Selfredepth

• Published in: Journal of real-time image processing Vol. 21; no. 4; p. 124
• Main Authors: Duarte, Alexandre, Fernandes, Francisco, Pereira, João M, Moreira, Catarina, Nascimento, Jacinto C, Jorge, Joaquim
• Format: Journal Article
• Language: English
• Published: Heidelberg Springer Nature B.V 01.08.2024
• Subjects: Algorithms; Augmented reality; Deep learning; Machine learning; Missing data; Mixed reality; Noise reduction; Real time; Restoration; Self-supervised learning; Sensors; Video data
• ISSN: 1861-8200; 1861-8219
• DOI: 10.1007/s11554-024-01491-z

Depth maps produced by consumer-grade sensors suffer from inaccurate measurements and missing data from either system or scene-specific sources.

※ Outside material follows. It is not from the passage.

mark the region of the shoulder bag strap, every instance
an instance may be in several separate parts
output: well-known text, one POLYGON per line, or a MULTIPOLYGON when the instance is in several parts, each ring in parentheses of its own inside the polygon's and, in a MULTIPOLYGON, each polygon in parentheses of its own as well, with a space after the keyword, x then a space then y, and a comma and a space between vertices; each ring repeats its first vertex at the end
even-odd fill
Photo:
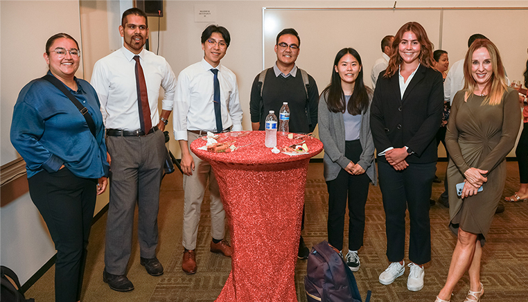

Data-driven denoising algorithms can mitigate such problems; however, they require vast amounts of ground truth depth data. Recent research has tackled this limitation using self-supervised learning techniques, but it requires multiple RGB-D sensors. Moreover, most existing approaches focus on denoising single isolated depth maps or specific subjects of interest highlighting a need for methods that can effectively denoise depth maps in real-time dynamic environments. This paper extends state-of-the-art approaches for depth-denoising commodity depth devices, proposing SelfReDepth, a self-supervised deep learning technique for depth restoration, via denoising and hole-filling by inpainting of full-depth maps captured with RGB-D sensors. The algorithm targets depth data in video streams, utilizing multiple sequential depth frames coupled with color data to achieve high-quality depth videos with temporal coherence. Finally, SelfReDepth is designed to be compatible with various RGB-D sensors and usable in real-time scenarios as a pre-processing step before applying other depth-dependent algorithms. Our results demonstrate our approach’s real-time performance on real-world datasets shows that it outperforms state-of-the-art methods in denoising and restoration performance at over 30 fps on Commercial Depth Cameras, with potential benefits for augmented and mixed-reality applications.